Милая лестница! Милая каждая дверь! С первого порога – та умственная свобода и лёгкость отношений, какие всегда в этой семье. И – Женя, Женечка! В обнимку! Налетела вихрем, будто моложе Ксеньи. Подвижное, решительное, светлое лицо! Как хорошо, а мы тебя ещё не ждали. Что так рано? Неприятности?… Надо рвать с отцом! Делай, как я! Они потом одумаются!… Но слушай: Лялька – это чудо! Она – музыкально одарена, я тебе ручаюсь! У неё всё время речитатив, импровизированный! почти пение!… Пойдём, пойдём слушать!… Нет, сейчас просто говорит. А уж говорит – без умолку, правда я одна только всё понимаю… А то вот так под одеяло спрячется и оттуда: “Ищи меня!” А какая кожица нежная, попробуй, небывалое что-то!
Гибкая весёлая Женя, счастливый полный смех, счастья в обхват, девать некуда, раздаёт.
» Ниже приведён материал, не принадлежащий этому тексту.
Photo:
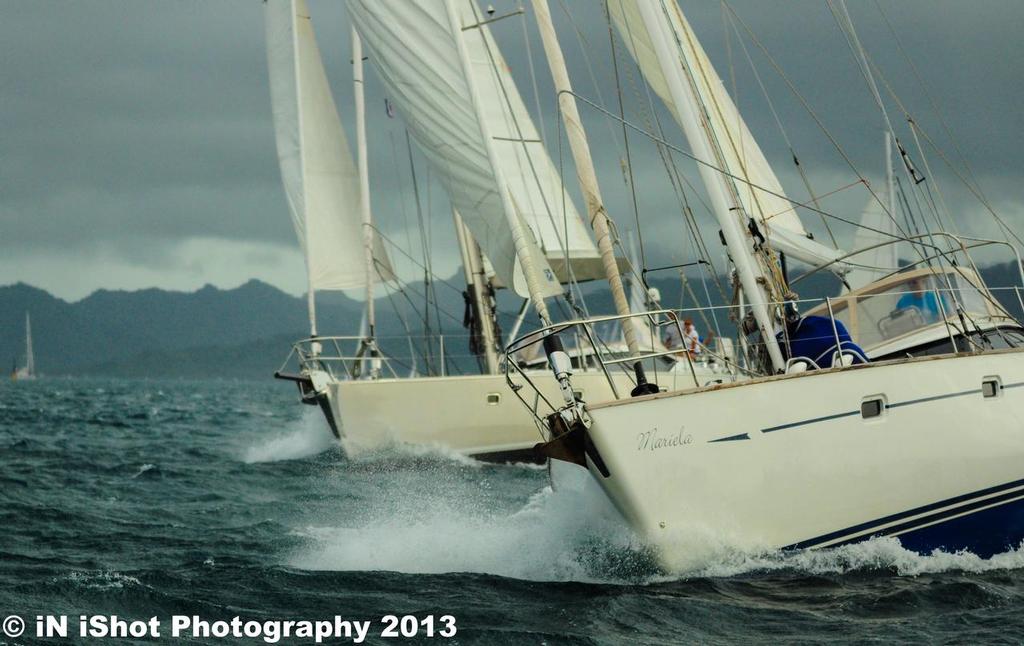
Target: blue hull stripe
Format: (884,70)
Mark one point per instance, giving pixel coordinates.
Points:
(871,524)
(782,427)
(730,438)
(908,402)
(920,522)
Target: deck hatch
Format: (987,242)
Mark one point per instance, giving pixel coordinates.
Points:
(991,387)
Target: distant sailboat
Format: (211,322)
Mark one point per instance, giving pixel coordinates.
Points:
(28,372)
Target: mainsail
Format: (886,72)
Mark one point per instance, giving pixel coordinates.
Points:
(442,70)
(321,178)
(758,189)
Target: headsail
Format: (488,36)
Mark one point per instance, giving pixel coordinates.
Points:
(320,176)
(877,227)
(741,155)
(30,357)
(443,71)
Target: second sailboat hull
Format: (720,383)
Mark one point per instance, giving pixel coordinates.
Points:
(476,416)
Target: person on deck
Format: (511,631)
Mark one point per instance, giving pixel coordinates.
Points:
(814,338)
(692,338)
(923,299)
(672,339)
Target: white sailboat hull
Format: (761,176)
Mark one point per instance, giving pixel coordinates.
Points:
(475,415)
(790,462)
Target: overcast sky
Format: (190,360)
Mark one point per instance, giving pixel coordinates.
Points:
(136,145)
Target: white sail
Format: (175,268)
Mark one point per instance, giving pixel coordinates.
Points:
(320,177)
(30,357)
(453,88)
(876,227)
(741,155)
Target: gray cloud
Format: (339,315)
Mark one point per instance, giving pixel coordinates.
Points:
(135,137)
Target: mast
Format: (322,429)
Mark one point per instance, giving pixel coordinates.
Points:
(516,225)
(473,268)
(754,280)
(585,167)
(368,227)
(310,292)
(890,180)
(30,360)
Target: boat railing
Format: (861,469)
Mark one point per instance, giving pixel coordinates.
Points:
(957,312)
(348,356)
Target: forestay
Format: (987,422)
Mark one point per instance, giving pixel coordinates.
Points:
(741,156)
(320,177)
(454,90)
(877,229)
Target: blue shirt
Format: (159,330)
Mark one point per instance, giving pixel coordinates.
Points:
(924,301)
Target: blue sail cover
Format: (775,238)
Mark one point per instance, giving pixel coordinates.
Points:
(813,338)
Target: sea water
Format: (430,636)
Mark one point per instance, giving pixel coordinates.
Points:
(216,500)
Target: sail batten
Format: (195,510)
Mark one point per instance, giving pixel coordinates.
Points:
(754,183)
(318,174)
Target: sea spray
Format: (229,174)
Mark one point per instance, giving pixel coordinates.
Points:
(307,436)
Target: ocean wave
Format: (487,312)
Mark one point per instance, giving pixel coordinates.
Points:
(100,579)
(876,554)
(443,523)
(307,437)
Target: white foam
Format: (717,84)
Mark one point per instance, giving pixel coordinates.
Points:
(99,579)
(309,436)
(439,522)
(870,555)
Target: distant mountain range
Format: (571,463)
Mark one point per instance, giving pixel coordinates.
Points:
(245,332)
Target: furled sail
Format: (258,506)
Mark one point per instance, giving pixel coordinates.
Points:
(876,227)
(443,71)
(741,155)
(320,177)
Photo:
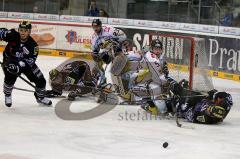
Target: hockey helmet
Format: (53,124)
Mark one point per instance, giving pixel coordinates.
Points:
(96,22)
(156,43)
(25,24)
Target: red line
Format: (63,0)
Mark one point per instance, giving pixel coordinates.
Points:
(48,23)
Вместе не жили тут: ведь Женя уехала на курсы, когда Ксеня комнату её заняла. Пять лет разницы, московская курсистка и дикарка из степи. Ещё фыркала: не будет ли у этой девчёнки зазнайства от богатства? Этого бы Женя не снесла, она бы ей откроила! Но зазнайства не было, а – усердие, перениманье, потом Ксеня – послом с Козихинского, сгладилась разница лет, а вот новая: мать – и девушка… (А у меня – это будет? Будет! Будет! Иначе – зачем же?… Верно свершение, но и ожидание верно. Ведь бывает ещё лучше – бывает и сын. Дмитрий Иваныч очень славный человек, но я-то – я встречу такого!!)